# Load tidyverse, ggplot2 and fansi
library(tidyverse)
## -- Attaching packages --------------------------------------- tidyverse 1.3.1 --
## v ggplot2 3.3.3 v purrr 0.3.4
## v tibble 3.1.2 v dplyr 1.0.6
## v tidyr 1.1.3 v stringr 1.4.0
## v readr 1.4.0 v forcats 0.5.1
## -- Conflicts ------------------------------------------ tidyverse_conflicts() --
## x dplyr::filter() masks stats::filter()
## x dplyr::lag() masks stats::lag()
library(ggplot2)
library(fansi)
# Load other necessary packages
library(import)
## The import package should not be attached.

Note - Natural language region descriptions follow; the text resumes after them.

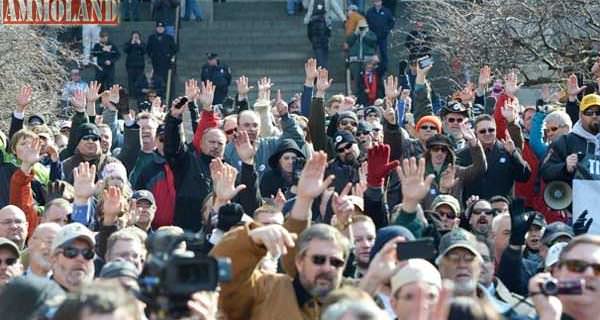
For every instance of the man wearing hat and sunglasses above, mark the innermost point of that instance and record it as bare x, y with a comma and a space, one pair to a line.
73, 256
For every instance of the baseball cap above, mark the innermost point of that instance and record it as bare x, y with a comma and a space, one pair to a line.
71, 232
416, 270
448, 200
343, 136
143, 195
556, 230
554, 254
6, 243
457, 238
588, 101
119, 268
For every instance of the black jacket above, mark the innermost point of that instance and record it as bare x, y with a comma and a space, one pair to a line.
502, 171
161, 48
135, 55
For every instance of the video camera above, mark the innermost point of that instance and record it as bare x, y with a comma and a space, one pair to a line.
171, 275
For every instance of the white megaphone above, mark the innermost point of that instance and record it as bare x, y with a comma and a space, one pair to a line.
558, 195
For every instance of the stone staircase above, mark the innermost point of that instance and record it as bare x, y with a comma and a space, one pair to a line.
253, 38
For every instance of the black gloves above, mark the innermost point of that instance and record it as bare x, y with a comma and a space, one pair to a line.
519, 223
581, 226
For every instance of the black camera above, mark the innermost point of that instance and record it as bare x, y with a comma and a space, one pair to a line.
171, 275
553, 287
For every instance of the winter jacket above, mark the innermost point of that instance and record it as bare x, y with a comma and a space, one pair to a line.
252, 294
503, 170
135, 55
578, 141
381, 21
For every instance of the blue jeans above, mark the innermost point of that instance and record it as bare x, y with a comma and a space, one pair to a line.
133, 5
191, 6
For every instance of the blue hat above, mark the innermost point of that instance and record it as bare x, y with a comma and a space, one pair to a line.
384, 235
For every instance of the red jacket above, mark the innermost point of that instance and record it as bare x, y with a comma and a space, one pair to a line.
21, 196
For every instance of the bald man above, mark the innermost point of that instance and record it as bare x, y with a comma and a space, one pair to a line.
13, 225
39, 252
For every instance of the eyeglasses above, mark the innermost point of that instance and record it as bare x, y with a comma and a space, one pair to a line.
448, 214
486, 212
72, 253
453, 120
438, 149
344, 148
320, 260
348, 123
579, 266
456, 257
488, 130
8, 261
8, 222
591, 113
430, 128
90, 137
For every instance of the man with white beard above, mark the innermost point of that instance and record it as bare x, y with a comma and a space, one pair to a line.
39, 250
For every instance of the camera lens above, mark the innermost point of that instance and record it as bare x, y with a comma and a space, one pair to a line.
550, 287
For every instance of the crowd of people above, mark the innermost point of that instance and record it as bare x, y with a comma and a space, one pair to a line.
379, 205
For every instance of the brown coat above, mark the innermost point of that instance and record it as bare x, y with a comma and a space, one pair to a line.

## Use "colon syntax" instead, e.g. import::from, or import:::from.
library(rio)
library(ggthemes)
library(ggrepel)
library(dbplyr)
##
## Attaching package: 'dbplyr'
## The following objects are masked from 'package:dplyr':
##
## ident, sql
# Read the csv file that I had saved in my set working directory
airbnb <- "airbnb_ny19.csv"
setwd("C:/Documents - Copy/PERSONAL/Data 110_MC_Class")
airbnb_test <- import(airbnb)
# View the data
view(airbnb_test)
It has a total of 16 columns and 48,895 entries.
The airbnbny_19 dataset is one of the datasets for our Data 110 Summer-1 2021 class that I obtained via Blackboard. It lists the daily price in dollars of Airbnb accommodation in New York City by room type including Entire home/apartment, Private room and Shared room. Apart from room types the data has a total of 16 variables including other categorical variables such as neighbourhood group and neighbourhood, as well as numerical variables such as minimum nights of stay and availability. The data frame has a total of 48,895 entries.
The price of an airbnb room is among the key questions that a traveler would wish answered before booking for a room. We should expect the price to vary according to some predictable factor such as type of room or the neighbourhood. We set out to explore how the price of the room varies by room type and how this pattern varies between neighborhood types.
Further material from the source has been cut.